Jesus’ temptation by Satan is another example of His power over darkness. In yesterday’s devo, we saw Jesus exorcise demons that were tormenting two men. Few of us would ever be around such an event, much less involved, making it difficult to fully relate. But Jesus’ victory over Satan’s dark motives through temptation is something we can understand. As Jesus was tempted, the crafty deceitfulness of Satan was on full display. But also on full display was how Jesus revealed Satan’s game plan and showed us how to respond.
Jesus, vulnerable from fasting, was tempted to turn rocks into bread, disown His Father in exchange for power, and test God. Satan had used this approach before—both the temptation of Eve in the garden and Jesus in the wilderness portray God as somehow “holding out” on us. If God truly loved us, He would want us to have what we desired! You could characterize each of Jesus’ temptations as being either personal (in this case hunger), political (misuse of power), or spiritual (not trusting God). We could probably put most temptations in one or more of these categories. All of these have kept humans divided and empty from the beginning.

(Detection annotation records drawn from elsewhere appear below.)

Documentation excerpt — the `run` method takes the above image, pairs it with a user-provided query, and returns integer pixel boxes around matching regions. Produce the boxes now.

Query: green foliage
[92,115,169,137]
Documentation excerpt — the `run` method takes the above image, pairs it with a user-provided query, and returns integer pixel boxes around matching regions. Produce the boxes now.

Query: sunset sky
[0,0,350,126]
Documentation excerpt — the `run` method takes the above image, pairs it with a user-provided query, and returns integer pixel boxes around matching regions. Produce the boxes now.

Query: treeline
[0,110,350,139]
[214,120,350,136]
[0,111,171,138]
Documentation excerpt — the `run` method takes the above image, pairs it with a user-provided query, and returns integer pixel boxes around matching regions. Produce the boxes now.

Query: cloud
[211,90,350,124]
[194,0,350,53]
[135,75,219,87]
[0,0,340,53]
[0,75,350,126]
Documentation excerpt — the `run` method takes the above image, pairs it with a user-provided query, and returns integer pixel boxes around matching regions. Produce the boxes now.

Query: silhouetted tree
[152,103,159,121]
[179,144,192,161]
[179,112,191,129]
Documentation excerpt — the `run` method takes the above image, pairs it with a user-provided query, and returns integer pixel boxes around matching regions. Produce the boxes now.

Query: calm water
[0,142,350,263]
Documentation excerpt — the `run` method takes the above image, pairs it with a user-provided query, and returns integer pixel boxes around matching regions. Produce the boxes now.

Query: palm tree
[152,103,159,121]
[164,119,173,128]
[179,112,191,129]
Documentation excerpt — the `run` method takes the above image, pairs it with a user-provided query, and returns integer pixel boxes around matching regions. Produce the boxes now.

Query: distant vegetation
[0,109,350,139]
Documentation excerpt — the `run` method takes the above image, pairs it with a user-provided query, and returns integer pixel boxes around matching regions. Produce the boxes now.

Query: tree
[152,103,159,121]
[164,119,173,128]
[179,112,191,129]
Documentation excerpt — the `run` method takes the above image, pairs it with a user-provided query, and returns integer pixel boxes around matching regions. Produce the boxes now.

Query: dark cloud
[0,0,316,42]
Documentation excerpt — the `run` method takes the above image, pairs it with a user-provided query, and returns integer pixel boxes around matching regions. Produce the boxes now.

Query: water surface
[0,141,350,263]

I once heard a preacher say that we should consider temptation a gift because it’s through temptation we can learn to trust God and grow closer to Him as we use the power He’s given us to overcome.
The Bible tells us that Satan left Jesus after tempting Him. Clearly, Jesus was of no use to him as He remained faithful. When we’re tempted, we must remember that one of two things will happen: God will use it to grow us and glorify Himself if we resist, or Satan will use it to bring us down. There is no in-between.
Consider what it might mean to welcome temptation as a way to strengthen your faith and grow your love for the Father.